The use of automated updates further exacerbated the risk posed by third party software. In order to ensure tools received the latest security patches and remained impervious to discovered threats, the infrastructure was made vulnerable to malicious code injection by software maintainers. The time and resources necessary to review all code used on this project far exceeded any reasonable budget and was foregone.

The use of multiple hosting providers had both positive and negative impacts on security. If a single hosting provider was used, as would have been the case with a major cloud provider, the entire infrastructure would have been vulnerable to malicious actors within the hosting company. By purchasing servers from multiple hosting providers, the probability of encountering a malicious actor increased while the possible damage which that actor could do decreased. This tradeoff was treated the same as with the software used: servers were only rented from large, seemingly reputable companies.

All backups were stored on Google Drive. This meant that if a website was lost and Google’s data centers went offline or a malicious actor in Google deleted the backups, the only option to restore the site would be through the synchronized files on each worker node. For this reason file history was enabled on Syncthing so that each server could be used to restore any website's data to a previous state.

Reliability and History

The infrastructure was first developed in-house using several consumer-grade desktop computers. The use of fast data links between each server reduced RTT to around 7ms. This greatly increased the reliability of all software used primarily Kubernetes and Syncthing. It also allowed for experimentation with other data replication technologies, like Ceph (https://ceph.io/en/). Unfortunately, Ceph and all similar data center oriented technologies required strong consistency which made them fail under RTTs upward of 40ms. Due to the immaturity of geographic replication in Ceph (e.g. RBD Mirroring (https://docs.ceph.com/en/latest/rbd/rbd-mirroring)) and similar file systems these technologies could not have been used to build this infrastructure. Electing to use Syncthing and Kubernetes Host Path (https://kubernetes.io/docs/concepts/storage/volumes/#hostpath) adequately met the need of data replication at the cost of reliability as previously mentioned.
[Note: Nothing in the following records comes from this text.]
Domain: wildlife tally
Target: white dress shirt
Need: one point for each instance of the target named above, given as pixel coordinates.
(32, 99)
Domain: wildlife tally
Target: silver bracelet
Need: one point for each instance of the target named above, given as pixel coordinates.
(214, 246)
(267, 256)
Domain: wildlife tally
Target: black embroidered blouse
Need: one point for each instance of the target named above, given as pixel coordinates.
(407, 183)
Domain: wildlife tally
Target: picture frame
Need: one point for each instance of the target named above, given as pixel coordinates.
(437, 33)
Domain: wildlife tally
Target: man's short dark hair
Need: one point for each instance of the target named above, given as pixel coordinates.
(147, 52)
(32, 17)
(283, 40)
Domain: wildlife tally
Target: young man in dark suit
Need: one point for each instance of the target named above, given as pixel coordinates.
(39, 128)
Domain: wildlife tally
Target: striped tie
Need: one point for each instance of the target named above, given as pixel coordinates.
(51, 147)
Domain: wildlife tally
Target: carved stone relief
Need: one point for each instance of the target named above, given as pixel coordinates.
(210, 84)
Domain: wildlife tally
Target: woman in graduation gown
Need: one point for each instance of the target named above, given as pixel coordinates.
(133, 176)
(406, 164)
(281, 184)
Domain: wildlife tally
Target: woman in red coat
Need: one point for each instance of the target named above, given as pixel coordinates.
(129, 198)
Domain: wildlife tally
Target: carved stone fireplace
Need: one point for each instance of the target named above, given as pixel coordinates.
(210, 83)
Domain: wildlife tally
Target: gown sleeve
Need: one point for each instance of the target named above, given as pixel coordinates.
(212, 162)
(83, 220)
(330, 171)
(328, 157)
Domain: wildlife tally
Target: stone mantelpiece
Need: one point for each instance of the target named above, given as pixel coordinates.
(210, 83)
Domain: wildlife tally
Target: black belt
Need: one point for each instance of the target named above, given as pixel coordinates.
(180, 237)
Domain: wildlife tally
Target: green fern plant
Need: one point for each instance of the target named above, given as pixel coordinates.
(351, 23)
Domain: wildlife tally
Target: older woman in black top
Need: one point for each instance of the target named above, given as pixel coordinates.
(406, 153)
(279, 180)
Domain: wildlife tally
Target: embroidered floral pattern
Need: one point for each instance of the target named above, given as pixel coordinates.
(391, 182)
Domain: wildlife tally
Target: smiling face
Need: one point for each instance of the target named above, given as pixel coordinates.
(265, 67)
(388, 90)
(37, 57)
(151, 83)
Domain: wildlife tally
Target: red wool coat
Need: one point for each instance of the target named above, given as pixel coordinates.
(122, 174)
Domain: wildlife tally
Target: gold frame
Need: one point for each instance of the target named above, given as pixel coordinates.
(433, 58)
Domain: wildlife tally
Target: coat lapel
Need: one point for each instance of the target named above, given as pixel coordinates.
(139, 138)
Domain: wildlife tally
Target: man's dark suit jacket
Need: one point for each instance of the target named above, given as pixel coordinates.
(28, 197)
When initially developing the infrastructure, the consumer-grade machines experienced failures that were likely due to being overused as servers (e.g. RAM going bad). This drove the need for reliable hardware which, along with the need for low latency network connections, made renting servers the most viable option. Paying hosting providers for dedicated servers removed the need to pay for hardware as it failed and the redundancy in cluster design made it possible to take advantage of competitive rates and discounts on a continuous basis (i.e by decommissioning and provisioning servers more frequently). Thus, monetary costs were reduced by increasing the time spent on server management.

After initial development was complete and rented servers were provisioned, issues with reliability persisted for a time. As was already mentioned in Challenges, conflicts between WordPress plugins and infrastructure networking caused frequent denials of service. Additionally, the multimaster deployment that worked on LAN failed when servers went down over WAN which resulted in the cluster being redeployed with only a single control node. Beyond that, some servers simply stopped responding, and it became necessary to work with the hosting provider’s support teams to address these problems.

Toward the end of 2021, the infrastructure appeared stable and grew in usage as other partners began hosting their own websites on it. This drove the overall price down while adding very little to the time required to manage all sites and allowed economies of scale to spur improvement.

Future

The needs identified in 2021, which should be met in 2022 include:

Faster server deployment.
Better file synchronization.
Security audit.

In short, the infrastructure layed out here worked, was affordable, and is planned to be continually maintained and improved. As humanity builds faster network links and more efficient data encryption and replication systems, the geographic redundancy of systems like this will grow providing faster and more reliable services for larger audiences.